The U.S. Dairy Market
The U.S. dairy market has faced declining prices and eroding margins since the recent high made in November 2017. Gross farm level margin (all milk price minus feed cost) dropped to its lowest level in almost two years in March 2018. Solid milk production growth in the U.S. paired with gains in Europe have kept milk supplies more than ample in the northern hemisphere, while the weak global demand in 2017 and just moderate increases in domestic sales have led to burgeoning stocks of most dairy products. Despite the declining margins, the U.S. milking herd has held higher than many had expected and didn’t start contracting until March. That may seem counterintuitive given the significant deterioration of margins, and there has been a lot of chatter about how bad dairy conditions are, but The figure below sheds some light on why there hasn’t been a more significant contraction in the U.S. milking herd – yet. Historically it takes a few months with margins running below the orange contraction line before we see a consistent reduction in the size of the U.S. dairy herd and there is typically a two to six month lag behind margins and the response in herd size. Even when the gross margin dipped into the mid-$8 range two years ago there was only one month that the U.S. experienced a contraction that year due to margins.
The herd contracted by 3,000 head in September 2016 which is consistent with the typical lag between margins and changes in the herd. Prior to the loss of cattle due to the winter storm Goliath in late 2015 in Texas/New Mexico, the last time there was a prolonged stretch with a notable decline in the U.S. dairy herd was in 2013. Very poor dairy margins occurred for most of 2012 but there was a brief respite in late 2012 before gross margins dropped back to the low $9 level for the majority of the first half of 2013. The result of the poor margins in 2012 and 2013 was a 75,000 reduction in the U.S. herd over a span of a year and a half.
Dairy farmers have faced some significant financial stress in early 2018. There are widespread reports of producers exiting the business in this downward cycle, but there have also been large producers executing expansion plans which have offset the smaller producer exits. This is not a new phenomenon but rather the long-term trend of the dairy industry and one that will continue. The poor margins starting in late 2017 have finally started to cause some reaction in the herd size on a national basis. The estimated U.S. milk herd declined 6,000 head in March and another 2,000 head in April. The decline in the herd has been widespread with Michigan and Ohio down 3,000 each, Virginia dropping 2,000, and a few other states down 1,000 head. The low milk price during the first half of 2018 should drive additional modest herd contraction into the second half of the year before the more modest milk production growth and less burdensome stocks begin to drive a rebound in pay prices during the third quarter.

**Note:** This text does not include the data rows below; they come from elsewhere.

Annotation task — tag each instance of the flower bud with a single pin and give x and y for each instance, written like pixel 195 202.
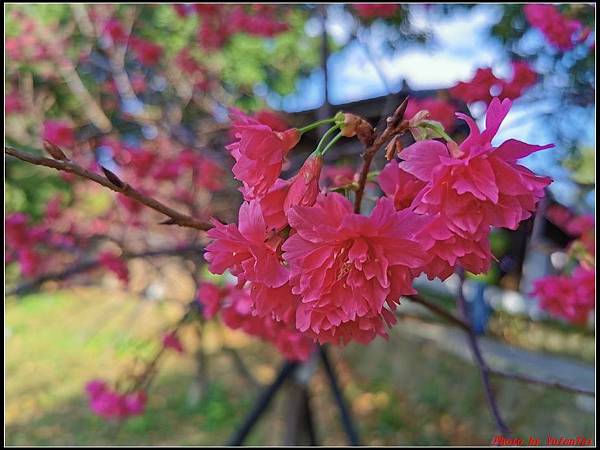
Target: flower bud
pixel 304 186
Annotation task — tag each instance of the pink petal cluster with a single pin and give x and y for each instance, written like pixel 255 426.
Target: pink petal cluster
pixel 559 30
pixel 476 185
pixel 484 85
pixel 439 110
pixel 115 264
pixel 371 10
pixel 110 404
pixel 22 240
pixel 259 153
pixel 349 270
pixel 463 191
pixel 572 298
pixel 59 133
pixel 309 263
pixel 237 311
pixel 253 254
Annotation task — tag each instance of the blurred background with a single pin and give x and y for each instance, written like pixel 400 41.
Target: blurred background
pixel 93 280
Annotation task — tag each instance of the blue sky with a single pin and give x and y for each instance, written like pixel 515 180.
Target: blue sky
pixel 460 44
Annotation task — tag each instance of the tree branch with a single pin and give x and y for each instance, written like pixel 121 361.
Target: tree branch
pixel 394 125
pixel 552 384
pixel 86 266
pixel 484 370
pixel 439 311
pixel 113 183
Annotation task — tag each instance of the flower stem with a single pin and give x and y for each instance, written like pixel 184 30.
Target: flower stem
pixel 318 150
pixel 332 143
pixel 317 124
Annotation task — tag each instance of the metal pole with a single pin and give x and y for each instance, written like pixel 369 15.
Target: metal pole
pixel 262 403
pixel 349 427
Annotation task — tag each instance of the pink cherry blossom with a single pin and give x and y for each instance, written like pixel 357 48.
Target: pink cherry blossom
pixel 559 30
pixel 110 404
pixel 238 314
pixel 476 185
pixel 259 153
pixel 568 297
pixel 59 133
pixel 247 250
pixel 399 185
pixel 272 205
pixel 449 249
pixel 341 265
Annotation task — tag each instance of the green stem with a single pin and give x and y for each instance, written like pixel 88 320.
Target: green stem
pixel 332 143
pixel 328 133
pixel 317 124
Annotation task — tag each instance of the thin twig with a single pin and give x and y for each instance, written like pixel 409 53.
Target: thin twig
pixel 113 183
pixel 394 125
pixel 86 266
pixel 552 384
pixel 439 311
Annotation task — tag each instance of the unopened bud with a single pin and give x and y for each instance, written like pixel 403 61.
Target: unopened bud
pixel 393 148
pixel 354 125
pixel 54 151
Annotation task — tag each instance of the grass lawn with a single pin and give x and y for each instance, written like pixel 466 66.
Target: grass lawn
pixel 402 392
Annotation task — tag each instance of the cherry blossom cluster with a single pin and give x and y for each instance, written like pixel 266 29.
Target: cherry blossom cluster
pixel 310 261
pixel 560 31
pixel 571 295
pixel 113 405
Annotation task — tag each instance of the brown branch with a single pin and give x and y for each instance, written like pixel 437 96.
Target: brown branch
pixel 484 370
pixel 86 266
pixel 176 218
pixel 516 376
pixel 552 384
pixel 394 126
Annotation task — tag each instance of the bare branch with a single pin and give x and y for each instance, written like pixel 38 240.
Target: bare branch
pixel 86 266
pixel 484 370
pixel 183 220
pixel 439 311
pixel 551 384
pixel 394 126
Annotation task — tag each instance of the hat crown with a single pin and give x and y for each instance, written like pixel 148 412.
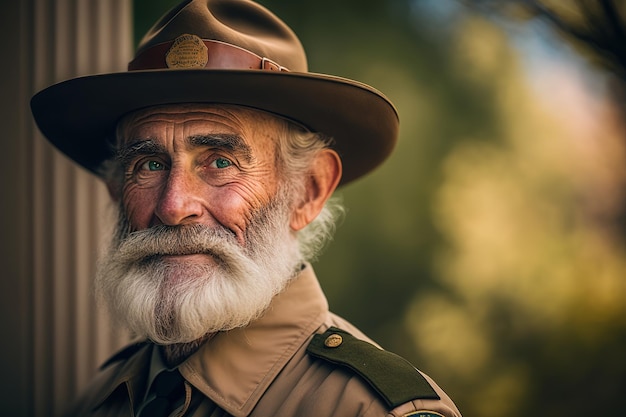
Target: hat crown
pixel 242 23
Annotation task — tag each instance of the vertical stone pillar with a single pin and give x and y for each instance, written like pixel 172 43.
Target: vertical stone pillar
pixel 53 215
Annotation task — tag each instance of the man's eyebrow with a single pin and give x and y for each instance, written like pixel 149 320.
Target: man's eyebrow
pixel 136 148
pixel 232 143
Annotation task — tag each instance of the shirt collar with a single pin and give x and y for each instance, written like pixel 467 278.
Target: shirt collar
pixel 235 368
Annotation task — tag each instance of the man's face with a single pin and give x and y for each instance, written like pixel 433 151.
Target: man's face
pixel 197 165
pixel 204 242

Fourth Quarter Class III futures were trading just shy of $17/cwt. at the beginning of the summer, only to make a drastic drop back to the $15/cwt range a few weeks later. The recent decline, most likely triggered by uncertainty around trade disruptions in the export market, put the brakes on some upward momentum in the market that had some analysts predicting a Class III of $18/cwt later in the year. The quick reversal this month in market prices illustrates the intense volatility in the marketplace making long-term price forecasts difficult to make with any accuracy.